Another thing is, his comedic sensibility — and I’m going way out on a limb and saying he has a sensibility — was much different than mine. He hated Dana Gould, he hated the Deaf Frat Guy… basically, here’s how you knew Jack hated something: if I loved a guy on the show, he hated the guy on the show and vice versa. More “cooch talk”, more “Cocktober”, more “Manuary”, more of that stuff. His suggestions, other than the Wing Bowl, were like, “How about you give out the time?” And I was always like, “Jack, don’t you listen to the fucking show? All I do is make fun of the other idiots who give out the time.” It’s, ironically, a waste of time. See, radio’s about spinning wheels and wasting time. It’s about guys with subpar intellects killing four goddamn hours a morning. How do you kill four hours? I don’t want to kill four hours! I’d like to connect for four hours. And yeah, you’re gonna do your bits and some stuff’s going to work and some stuff will be better than others and yeah, I can’t do four hours of making fun of the mayor, making fun of the department of building or transportation. I understand that. There has to be some laughs. There has to be some smiles. There has to be some jokes in there somewhere, and I understand there’s a balance to strike, and maybe I never found that balance.

But what I’d like to do now is a little experiment, because I think this is a really good time for us. And when I say us, I mean guys like me who don’t want to sit around and bullshit and make up stories. And by the way, that’s the other thing about radio: half the shit you hear is a fuckin’ lie. Truth be told, the reason I had to get away from [former co-host] Danny [Bonaduce] is because he stretched the truth so thin I could see through it and I felt like I was an accomplice in a crime when we were talking to our listeners. Danny is another guy who’s a good guy, just a bad fit; he does a pro wrestling version of radio. He does the kind of radio that Jack Silver would like, which is… theater of the mind. Pick up a persona and run with it. Whatever you see in pro wrestling, that’s about it: take on a persona, drive it into the ground, all attitude, not much content, wash, rinse, repeat. That’s essentially what radio does, and I wanted to talk to people.

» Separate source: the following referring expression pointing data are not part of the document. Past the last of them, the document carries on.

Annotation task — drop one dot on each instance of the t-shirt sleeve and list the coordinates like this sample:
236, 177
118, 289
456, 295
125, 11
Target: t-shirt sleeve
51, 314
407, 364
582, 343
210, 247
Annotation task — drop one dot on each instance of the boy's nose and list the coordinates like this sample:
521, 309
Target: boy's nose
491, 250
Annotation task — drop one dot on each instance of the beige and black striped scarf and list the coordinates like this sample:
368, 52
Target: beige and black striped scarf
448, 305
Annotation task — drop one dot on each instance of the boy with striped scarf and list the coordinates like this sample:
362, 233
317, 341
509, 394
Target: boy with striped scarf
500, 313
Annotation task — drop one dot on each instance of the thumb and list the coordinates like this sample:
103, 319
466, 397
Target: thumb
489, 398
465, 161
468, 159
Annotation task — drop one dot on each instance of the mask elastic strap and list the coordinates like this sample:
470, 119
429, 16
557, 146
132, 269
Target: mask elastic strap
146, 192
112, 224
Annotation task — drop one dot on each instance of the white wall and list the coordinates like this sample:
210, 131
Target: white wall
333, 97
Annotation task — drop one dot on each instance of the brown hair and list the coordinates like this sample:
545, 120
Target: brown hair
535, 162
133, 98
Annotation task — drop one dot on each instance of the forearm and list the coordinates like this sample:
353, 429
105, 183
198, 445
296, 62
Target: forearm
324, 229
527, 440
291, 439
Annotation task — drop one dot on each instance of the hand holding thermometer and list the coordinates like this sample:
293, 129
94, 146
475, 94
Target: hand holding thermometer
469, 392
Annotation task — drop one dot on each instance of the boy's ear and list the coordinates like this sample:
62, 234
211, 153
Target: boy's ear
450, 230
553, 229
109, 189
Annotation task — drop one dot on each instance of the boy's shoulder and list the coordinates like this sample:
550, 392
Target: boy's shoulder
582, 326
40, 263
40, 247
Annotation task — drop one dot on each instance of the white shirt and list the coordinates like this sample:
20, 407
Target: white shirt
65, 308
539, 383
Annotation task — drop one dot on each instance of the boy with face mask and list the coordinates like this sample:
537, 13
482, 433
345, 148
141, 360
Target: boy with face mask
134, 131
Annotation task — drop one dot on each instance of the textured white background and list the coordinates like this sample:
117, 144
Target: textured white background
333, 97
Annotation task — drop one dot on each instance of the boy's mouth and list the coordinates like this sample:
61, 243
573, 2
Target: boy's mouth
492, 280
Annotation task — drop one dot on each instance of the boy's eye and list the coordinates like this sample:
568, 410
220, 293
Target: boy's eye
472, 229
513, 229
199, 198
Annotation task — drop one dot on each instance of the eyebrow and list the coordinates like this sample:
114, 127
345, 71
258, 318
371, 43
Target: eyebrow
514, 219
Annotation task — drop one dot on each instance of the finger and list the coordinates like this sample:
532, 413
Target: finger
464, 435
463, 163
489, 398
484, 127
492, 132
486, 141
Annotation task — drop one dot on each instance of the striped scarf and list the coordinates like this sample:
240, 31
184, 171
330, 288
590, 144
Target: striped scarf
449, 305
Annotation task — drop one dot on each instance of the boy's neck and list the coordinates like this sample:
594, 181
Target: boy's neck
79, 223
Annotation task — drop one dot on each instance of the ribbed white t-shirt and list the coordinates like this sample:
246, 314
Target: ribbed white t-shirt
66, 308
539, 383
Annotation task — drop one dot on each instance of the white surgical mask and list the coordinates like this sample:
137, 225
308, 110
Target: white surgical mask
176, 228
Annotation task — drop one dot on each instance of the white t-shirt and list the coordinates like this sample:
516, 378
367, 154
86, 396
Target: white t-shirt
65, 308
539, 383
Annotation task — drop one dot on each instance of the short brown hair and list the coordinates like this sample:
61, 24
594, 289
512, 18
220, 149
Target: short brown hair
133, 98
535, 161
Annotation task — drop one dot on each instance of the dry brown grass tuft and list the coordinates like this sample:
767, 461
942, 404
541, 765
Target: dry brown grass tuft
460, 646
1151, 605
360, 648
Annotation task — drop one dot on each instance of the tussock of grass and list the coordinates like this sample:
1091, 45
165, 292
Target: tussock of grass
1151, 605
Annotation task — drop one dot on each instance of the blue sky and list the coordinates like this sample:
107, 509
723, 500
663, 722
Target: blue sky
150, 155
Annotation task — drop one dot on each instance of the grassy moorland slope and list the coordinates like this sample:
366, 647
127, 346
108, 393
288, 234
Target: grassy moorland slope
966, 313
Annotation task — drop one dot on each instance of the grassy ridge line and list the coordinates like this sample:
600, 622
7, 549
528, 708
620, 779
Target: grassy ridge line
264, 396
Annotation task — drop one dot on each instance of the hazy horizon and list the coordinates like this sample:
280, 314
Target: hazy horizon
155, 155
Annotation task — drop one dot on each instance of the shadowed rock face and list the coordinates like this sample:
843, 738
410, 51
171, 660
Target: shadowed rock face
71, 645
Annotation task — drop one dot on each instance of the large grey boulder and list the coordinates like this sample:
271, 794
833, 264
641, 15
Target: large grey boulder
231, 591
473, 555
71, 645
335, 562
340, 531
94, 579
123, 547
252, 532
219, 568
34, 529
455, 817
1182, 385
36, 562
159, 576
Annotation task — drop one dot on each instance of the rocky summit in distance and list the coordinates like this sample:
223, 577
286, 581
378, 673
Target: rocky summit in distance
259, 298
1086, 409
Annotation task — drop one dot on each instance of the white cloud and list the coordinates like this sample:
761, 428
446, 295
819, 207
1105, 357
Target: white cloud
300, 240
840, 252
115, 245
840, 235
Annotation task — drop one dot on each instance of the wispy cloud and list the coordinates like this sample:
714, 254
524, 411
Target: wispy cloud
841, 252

I always just thought, you’re talking to hundreds of thousands of people and what the fuck are you saying? It’s a fat guy eating wings? That’s what it is? If I had a microphone and it was hooked up to ten Rose Bowls that were filled to capacity and I had it for four hours a day, I would spend half the time watching morbidly obese guys eat hot wings? It seems ridiculous to me, yet that’s the direction. That’s where we’re heading. And then it becomes one of these negative spirals, because it’s like, are we just keeping up with the dumbasses, or we causing the demise of the intelligent people? Are we causing them to be dumb? Think about it. That’s the logic in radio: “Look, you’re smart, fine, but everyone who’s listening to you is dumb, so dumb it up for them,” as opposed to try to raise their awareness a little and have them come up and meet you.

[ … ]

Maybe we can assemble a team of interesting, smart people, not only here in California, not only here in the United States, but around the world, anywhere they speak English, anywhere someone has an idea, anywhere they think they’re not being serviced by the current ‘tards that are being put on the radio, maybe we can make a community. And maybe we can fight back, and maybe we can unite and maybe we can create a place for interesting voices and then this show can become a place for interesting voices. And we can talk without the limits, and without the constraints that you have when you do terrestrial radio.